Diese Theorie hilft in der Praxis aber nicht. Denn wenn am Ende nicht einmal jeder Vierte einen Organspendeausweis mit sich trägt, besteht dringender Handlungsbedarf. Deshalb ist es sinnvoll, die Menschen im Zusammenhang mit der Neuregelung der Organspende nun mit dem Kopf darauf zu stoßen. Denn anders, so zeigt es die Realität, verwandelt sich die grundsätzliche Bereitschaft nicht in eine Entscheidung auf dem Papier. Das Konzept der sogenannten Erklärungslösung, bei der sich jeder konkret für oder gegen eine Organspende aussprechen muss, ist ein notwendiger Schritt. Auch wenn er für manche wie ein politisch aufgedrückter Zwang anmuten mag.
Das Bewusstsein der Menschen wird sich nur schärfen, wenn sie sich mit dem Thema befassen. Oder eben befassen müssen. Sie haben bislang kein Verständnis, keinen Zugang zur Problematik. Sie sind verunsichert.

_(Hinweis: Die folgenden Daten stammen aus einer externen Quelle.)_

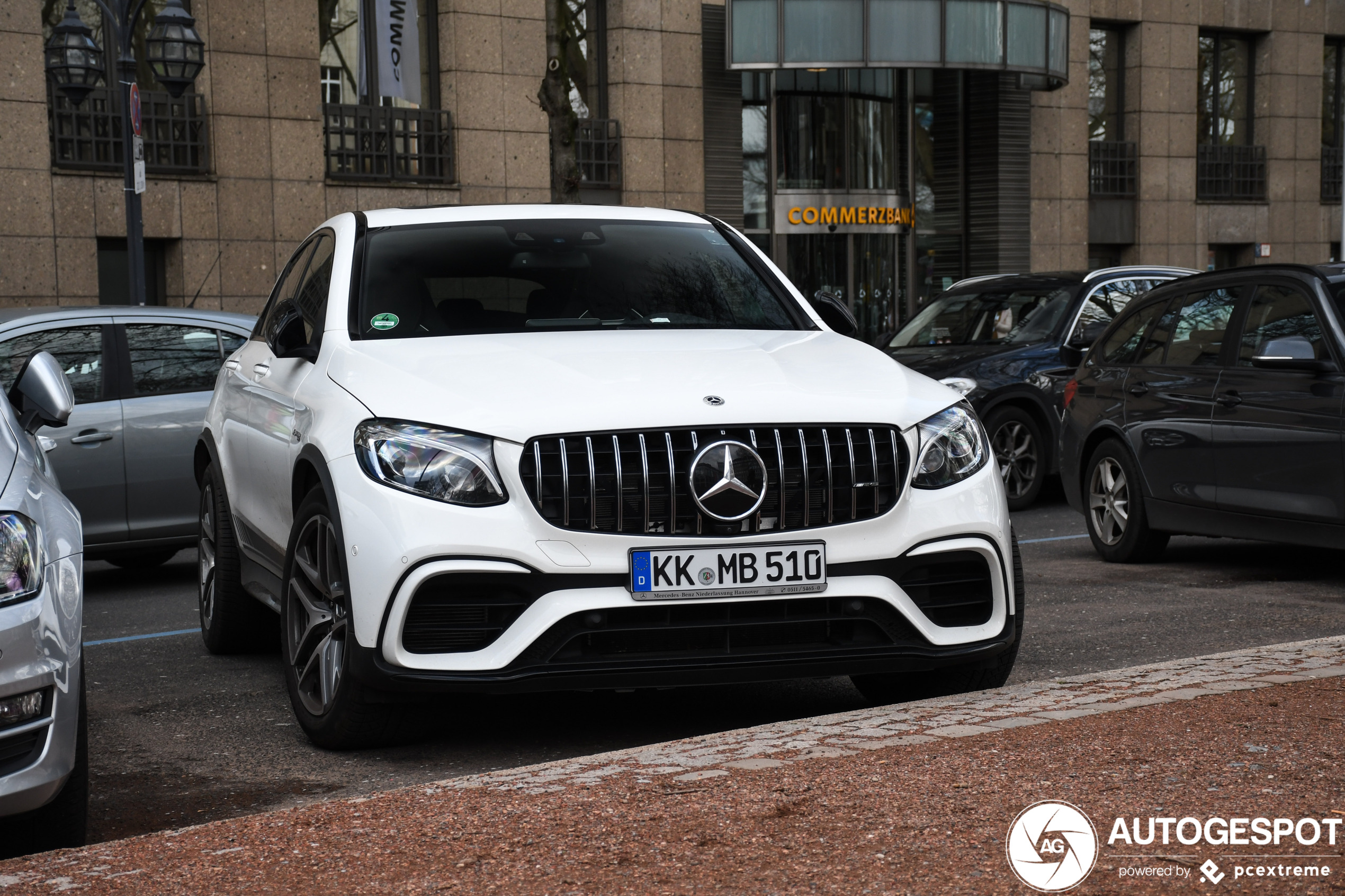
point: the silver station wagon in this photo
(141, 381)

Wenn nun also ein gesetzlich verordneter Denkanstoß hilft, dass die Bürger das Themas kritisch hinterfragen, sich ihre persönliche Meinung bilden - basierend auf eigenen Erfahrungen, religiösen Ansichten und medizinischem Verständnis -, dann ist das nur zu begrüßen. Selbst wenn sich am Ende dann nicht jeder für eine Organspende entscheidet.